I find it challenging to predict because that is really notoriously difficult to predict. But obviously, we have that kind of ambition 2025 very firmly in mind and would need to show some progress between ’23 and ’25 to give you confidence about that kind of materializing.
Operator: The next question is from the line of Johannes Schaller with Deutsche Bank.
Johannes Schaller: Christian, you referred to those three strategic investments you made on the AI side, Aleph Alpha, Cohere and Anthropic. Can you maybe talk a little bit more about what each of those really bring to the technology side for you? And where you feel those assets are really uniquely positioned and how they can help you become more competitive on the AI side?
Christian Klein: Yes.

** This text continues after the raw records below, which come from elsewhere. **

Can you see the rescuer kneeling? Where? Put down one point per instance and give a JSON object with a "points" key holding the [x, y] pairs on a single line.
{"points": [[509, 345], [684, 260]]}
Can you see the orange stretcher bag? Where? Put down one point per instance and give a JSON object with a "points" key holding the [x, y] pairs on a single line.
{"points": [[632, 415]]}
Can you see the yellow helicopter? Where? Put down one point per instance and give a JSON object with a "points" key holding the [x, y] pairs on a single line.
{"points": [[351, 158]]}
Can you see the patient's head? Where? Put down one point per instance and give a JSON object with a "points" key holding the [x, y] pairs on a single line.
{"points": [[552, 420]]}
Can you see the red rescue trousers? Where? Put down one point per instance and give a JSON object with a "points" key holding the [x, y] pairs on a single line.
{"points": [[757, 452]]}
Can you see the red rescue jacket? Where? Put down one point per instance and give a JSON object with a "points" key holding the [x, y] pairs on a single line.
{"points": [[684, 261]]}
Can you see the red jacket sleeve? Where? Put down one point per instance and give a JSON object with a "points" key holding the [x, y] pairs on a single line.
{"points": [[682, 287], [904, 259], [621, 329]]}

To give you 2 examples, take Aleph Alpha, they have very good technology, not that they can only integrate the large language models with our own but they actually also are able to put their large language models and that technology in the customer’s data center. Now you can imagine when you talk to a public sector customer in the European Union, this is actually a unique selling point for them to keep the data in their data center while actually also having access to the SAP data and then really build one model for generative AI. For these type of customers with Cohere, we are seeing that they have unbelievable good also technology for businesses for B2B. So we are using them in retail and in some others where we already in some concrete customer projects where we are applying our technology and also go to market together.

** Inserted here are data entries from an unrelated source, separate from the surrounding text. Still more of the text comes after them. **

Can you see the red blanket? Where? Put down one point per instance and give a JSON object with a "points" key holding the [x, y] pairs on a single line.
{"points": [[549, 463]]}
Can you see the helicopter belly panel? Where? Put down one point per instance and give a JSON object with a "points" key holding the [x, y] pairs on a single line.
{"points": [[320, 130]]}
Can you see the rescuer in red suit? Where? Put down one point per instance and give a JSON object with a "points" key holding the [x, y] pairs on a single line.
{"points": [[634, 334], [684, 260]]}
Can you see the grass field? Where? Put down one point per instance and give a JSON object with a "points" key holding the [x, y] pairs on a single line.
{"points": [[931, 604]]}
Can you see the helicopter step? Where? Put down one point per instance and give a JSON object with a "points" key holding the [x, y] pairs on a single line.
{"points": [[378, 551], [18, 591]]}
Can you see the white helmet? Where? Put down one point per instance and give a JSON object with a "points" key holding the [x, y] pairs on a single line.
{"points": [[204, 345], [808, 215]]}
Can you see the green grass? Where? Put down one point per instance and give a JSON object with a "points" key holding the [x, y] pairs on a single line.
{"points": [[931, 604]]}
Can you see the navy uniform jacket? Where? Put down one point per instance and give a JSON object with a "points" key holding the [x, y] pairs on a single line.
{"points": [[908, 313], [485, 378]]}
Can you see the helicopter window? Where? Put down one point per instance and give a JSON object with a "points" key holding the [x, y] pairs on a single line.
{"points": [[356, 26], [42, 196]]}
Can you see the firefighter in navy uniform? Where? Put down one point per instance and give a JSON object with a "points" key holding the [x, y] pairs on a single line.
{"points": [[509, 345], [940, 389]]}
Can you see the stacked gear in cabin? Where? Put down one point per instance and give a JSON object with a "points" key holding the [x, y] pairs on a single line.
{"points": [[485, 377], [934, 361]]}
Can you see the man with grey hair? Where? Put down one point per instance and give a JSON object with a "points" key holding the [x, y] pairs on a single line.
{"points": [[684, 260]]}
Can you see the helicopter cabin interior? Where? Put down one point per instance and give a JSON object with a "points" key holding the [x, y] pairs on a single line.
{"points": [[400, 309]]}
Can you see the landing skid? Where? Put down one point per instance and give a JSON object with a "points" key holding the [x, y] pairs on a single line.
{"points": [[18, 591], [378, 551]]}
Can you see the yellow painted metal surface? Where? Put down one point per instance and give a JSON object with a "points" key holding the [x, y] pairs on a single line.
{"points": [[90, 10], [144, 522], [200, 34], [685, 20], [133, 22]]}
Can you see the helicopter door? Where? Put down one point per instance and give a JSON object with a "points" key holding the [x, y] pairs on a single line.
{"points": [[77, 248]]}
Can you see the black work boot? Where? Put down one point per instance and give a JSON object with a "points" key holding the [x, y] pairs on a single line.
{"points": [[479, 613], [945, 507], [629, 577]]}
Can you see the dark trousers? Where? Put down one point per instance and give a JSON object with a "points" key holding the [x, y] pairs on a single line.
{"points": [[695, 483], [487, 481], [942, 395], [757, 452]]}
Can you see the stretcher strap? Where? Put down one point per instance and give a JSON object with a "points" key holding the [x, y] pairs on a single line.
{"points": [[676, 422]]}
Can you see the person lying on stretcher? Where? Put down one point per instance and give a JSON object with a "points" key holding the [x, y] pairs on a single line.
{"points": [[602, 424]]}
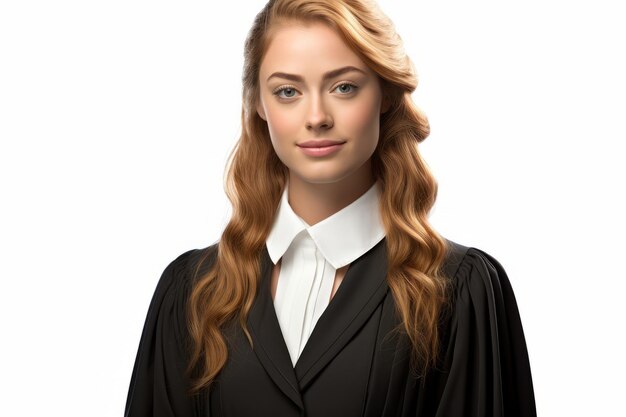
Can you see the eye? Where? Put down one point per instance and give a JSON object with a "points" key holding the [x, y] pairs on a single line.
{"points": [[289, 89], [352, 86]]}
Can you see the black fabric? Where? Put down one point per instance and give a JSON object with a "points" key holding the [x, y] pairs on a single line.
{"points": [[351, 364]]}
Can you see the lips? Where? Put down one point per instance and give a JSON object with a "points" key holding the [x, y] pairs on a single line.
{"points": [[320, 143]]}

And of course, you’re doing these investments also to have a seat at the table. I mean they — we want have them as part of our huge ecosystem because while we are sitting on immense valuable data, our offering becomes even stronger if we can also embed non-SAP content and data. And this is what we are also doing with these investments to have them on our side and make our AI offering even more valuable.
Operator: The next question is from the line of James Goodman with Barclays Capital.
James Goodman: I wanted to ask on the EBIT upgrade of €50 million. I think EBIT this quarter was over €100 million, I think it was €50 million last quarter. So really, the question is why not a little bit more generous in terms of the EBIT upgrade. I think the low end of the full year guide now implies a decline year-on-year in the second half. And — just I guess as part of that, the statement notes that you completed the converged cloud project, I think, early in Q2. Is that right? And if so, why not more of an impact on the cloud gross margin SaaS.
Dominik Asam: Maybe on the upgrade, I mean, this was, again, a pretty mechanical update. I mean you’ve seen that we basically took the midpoint of the cloud revenue guidance down by €100 million. We took the overall software and cloud revenue up by €50 million. So there’s €150 million offsetting that. And if you think about the delta in gross margin between cloud and software and a slight increment that gives you exactly that €50 million kind of uptick. So it was quite mechanical. It is true that we are on a very good trajectory in H1 on the cost side. Honestly, we have to also say that on the EBIT side, the comps were quite easy. So Q2 is more difficult if you think about prior year’s impacts we had. And yes, indeed, we think we have a high degree of confidence on reaching the new kind of updated guidance on EBIT and IFRS and operating profit be precise.